The screams of women and children could be heard at almost any time during the day. The cries that rang out through the darkness of the night were even more heartrending.

After occupying Van, the Russian army approached Bitlis in mid July. With the arrival of the Russian army, the Muslim inhabitants of Bitlis fled, effectively ending the massacres. However, by July 15 and prior to the arrival of the Russian army, the elimination of the Armenian population of Bitlis was already "virtually complete". After a short stay, the Russian army retreated on July 24 and Turkish forces reestablished their presence in Bitlis. Mclaren and Shane remained in Bitlis until 30 November 1915, when they were escorted out of Bitlis. Along the way, they both witnessed mutilated bodies and corpses as a result of other massacres and encountered many villages destroyed by fire.
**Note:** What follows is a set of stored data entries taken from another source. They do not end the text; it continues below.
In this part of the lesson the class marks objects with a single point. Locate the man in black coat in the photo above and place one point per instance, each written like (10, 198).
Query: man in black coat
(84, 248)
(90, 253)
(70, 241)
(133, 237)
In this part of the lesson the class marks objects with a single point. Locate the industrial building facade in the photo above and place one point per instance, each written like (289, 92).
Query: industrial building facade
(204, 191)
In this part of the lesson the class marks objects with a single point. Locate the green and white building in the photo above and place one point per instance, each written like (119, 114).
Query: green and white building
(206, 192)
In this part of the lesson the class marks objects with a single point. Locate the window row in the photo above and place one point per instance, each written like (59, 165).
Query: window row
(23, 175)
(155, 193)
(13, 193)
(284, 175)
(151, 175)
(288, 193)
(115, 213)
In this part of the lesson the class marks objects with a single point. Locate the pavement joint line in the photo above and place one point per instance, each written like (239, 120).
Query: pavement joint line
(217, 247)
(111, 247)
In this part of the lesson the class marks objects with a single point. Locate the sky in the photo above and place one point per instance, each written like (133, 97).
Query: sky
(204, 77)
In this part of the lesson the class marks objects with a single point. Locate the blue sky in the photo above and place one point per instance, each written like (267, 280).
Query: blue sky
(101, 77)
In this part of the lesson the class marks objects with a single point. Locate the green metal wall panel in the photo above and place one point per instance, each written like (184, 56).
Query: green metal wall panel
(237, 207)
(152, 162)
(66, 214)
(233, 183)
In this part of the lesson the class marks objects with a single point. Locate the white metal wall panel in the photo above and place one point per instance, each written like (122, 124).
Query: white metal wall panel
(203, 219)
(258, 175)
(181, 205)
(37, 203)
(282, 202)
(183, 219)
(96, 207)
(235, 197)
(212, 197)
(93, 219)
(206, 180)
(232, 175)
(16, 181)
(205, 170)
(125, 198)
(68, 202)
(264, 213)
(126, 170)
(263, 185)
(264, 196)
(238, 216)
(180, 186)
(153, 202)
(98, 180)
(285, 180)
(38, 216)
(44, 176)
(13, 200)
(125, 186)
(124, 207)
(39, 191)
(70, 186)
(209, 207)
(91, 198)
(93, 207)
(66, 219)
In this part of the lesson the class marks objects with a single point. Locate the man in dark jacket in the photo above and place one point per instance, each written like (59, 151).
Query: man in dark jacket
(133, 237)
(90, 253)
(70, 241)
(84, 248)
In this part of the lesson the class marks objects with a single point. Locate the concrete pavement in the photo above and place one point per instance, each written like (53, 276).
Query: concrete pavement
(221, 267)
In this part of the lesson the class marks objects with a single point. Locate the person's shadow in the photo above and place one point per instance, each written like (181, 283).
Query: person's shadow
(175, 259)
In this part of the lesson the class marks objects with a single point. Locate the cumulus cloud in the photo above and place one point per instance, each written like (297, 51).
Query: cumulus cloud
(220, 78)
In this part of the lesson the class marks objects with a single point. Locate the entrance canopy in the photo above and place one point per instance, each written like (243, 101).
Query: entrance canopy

In October 1917, Grisell Mclaren and Myrtle Shane wrote about their experiences in Bitlis during the war. In 1919, the accounts were then published in Knapp's The Tragedy of Bitlis.

==Later life==
When Grace Knapp returned to the United States, she relocated to New York City where she began to work as a staff writer for the American Committee for Armenian and Syrian Relief (ACASR; now known as the Near East Foundation) from 1918 to 1923. The ACASR was a relief organization in charge of assisting the victims and survivors of the Armenian and Assyrian genocide. After relocating to Boston, Massachusetts, Knapp continued working as an editor for the American Board of Commissioners for Foreign Missions from 1923 to 1940. She had published her experiences while working in the Ottoman Empire in several books entitled "The mission at Van in Turkey in war time" (1916) and "The Tragedy of Bitlis" (1917), the latter being a collection of eyewitness accounts as noted above. Knapp has donated her personal photographs, letters, and documents related to her experiences in Bitlis, Erzerum, and Van to the Mount Holyoke College Archives & Special Collections.

In addition to having published eyewitness accounts, she has also written a pamphlet of poems.

On 14 March 1953, Grace Knapp died in Auburndale, Massachusetts at the age of 82.